Posted by rob! http://www.youtube.com/watch?v=QZBdUceCL5U on January 19, 2012 at 1:39 PM
NotSean 23
Later, after Chump went home, the neighbor AND the bear tag-tap'd that sweetheart for hours.

Gawd, I'm a perv.
Posted by NotSean on January 19, 2012 at 1:40 PM
Bauhaus I 24
OK...first, we need to dispel the myth that one is pure if one hasn't had any dick/tang. I've known some pretty mean virgins in my day.
Posted by Bauhaus I on January 19, 2012 at 1:42 PM
ArtBasketSara 25
@20, I will confess to owning a couple of "impurity" bears when I was 12 or 13...

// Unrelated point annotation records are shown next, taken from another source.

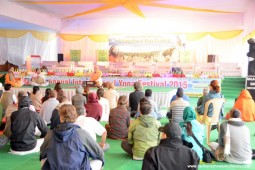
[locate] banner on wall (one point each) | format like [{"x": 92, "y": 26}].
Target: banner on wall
[
  {"x": 146, "y": 48},
  {"x": 75, "y": 55},
  {"x": 102, "y": 55}
]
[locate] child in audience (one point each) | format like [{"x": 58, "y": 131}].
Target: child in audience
[{"x": 119, "y": 120}]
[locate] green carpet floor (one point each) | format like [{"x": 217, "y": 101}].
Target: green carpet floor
[{"x": 116, "y": 159}]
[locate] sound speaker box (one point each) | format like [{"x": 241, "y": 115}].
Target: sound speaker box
[
  {"x": 211, "y": 58},
  {"x": 251, "y": 68},
  {"x": 60, "y": 57}
]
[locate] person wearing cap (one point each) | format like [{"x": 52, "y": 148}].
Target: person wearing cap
[
  {"x": 246, "y": 105},
  {"x": 177, "y": 106},
  {"x": 23, "y": 124},
  {"x": 192, "y": 126},
  {"x": 233, "y": 147},
  {"x": 142, "y": 134},
  {"x": 200, "y": 99},
  {"x": 214, "y": 92},
  {"x": 78, "y": 99},
  {"x": 170, "y": 153},
  {"x": 185, "y": 97}
]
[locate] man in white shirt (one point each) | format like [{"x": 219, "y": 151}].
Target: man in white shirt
[
  {"x": 48, "y": 106},
  {"x": 91, "y": 126}
]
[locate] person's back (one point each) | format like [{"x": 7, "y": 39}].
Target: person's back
[
  {"x": 68, "y": 146},
  {"x": 177, "y": 107},
  {"x": 135, "y": 97},
  {"x": 78, "y": 99},
  {"x": 23, "y": 123},
  {"x": 119, "y": 120},
  {"x": 171, "y": 153}
]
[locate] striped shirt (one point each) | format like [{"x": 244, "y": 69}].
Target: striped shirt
[{"x": 176, "y": 108}]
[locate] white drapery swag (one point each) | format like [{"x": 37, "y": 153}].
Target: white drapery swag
[{"x": 15, "y": 50}]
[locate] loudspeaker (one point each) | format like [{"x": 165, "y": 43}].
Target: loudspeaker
[
  {"x": 177, "y": 70},
  {"x": 251, "y": 68},
  {"x": 211, "y": 58},
  {"x": 60, "y": 57}
]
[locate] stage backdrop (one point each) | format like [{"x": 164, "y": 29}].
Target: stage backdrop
[{"x": 167, "y": 48}]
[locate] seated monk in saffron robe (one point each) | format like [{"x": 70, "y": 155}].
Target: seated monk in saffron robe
[
  {"x": 96, "y": 76},
  {"x": 10, "y": 79}
]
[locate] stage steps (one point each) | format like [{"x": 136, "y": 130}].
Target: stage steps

Posted by ArtBasketSara on January 19, 2012 at 1:47 PM
Fred Casely 26
Also, like the sign behind them says, no butt stuff.
Posted by Fred Casely on January 19, 2012 at 2:13 PM
27
@19, I also noticed that it was the girl who was the aggressor, not the pure-white-as-snow boy. Females are just vessels of temptation, you know?
Posted by Schweighsr on January 19, 2012 at 2:34 PM
Confluence 28
@4 FTW

Dude is totally humping purity bear after he gets home. Then again, wait, I forgot. Masturbation is illegal for the uber-religious. I guess he'll be directing his spunk to the Lord via wet dream. He's definitely going to heaven.
Posted by Confluence on January 19, 2012 at 3:10 PM
venomlash 29
WRAP IT UP AND TAP DAT ASS
Posted by venomlash on January 19, 2012 at 3:47 PM
30
i cannot say how much i hate this enough
Posted by grace on January 19, 2012 at 4:18 PM
Roma 31
Hilarious. Thanks for posting.
Posted by Roma on January 19, 2012 at 4:46 PM
32
So...you get married for the sex?
Posted by mozzie on January 19, 2012 at 5:38 PM
Allyn 33
A day of purity? I could do that. I could abstain for a day, no problem.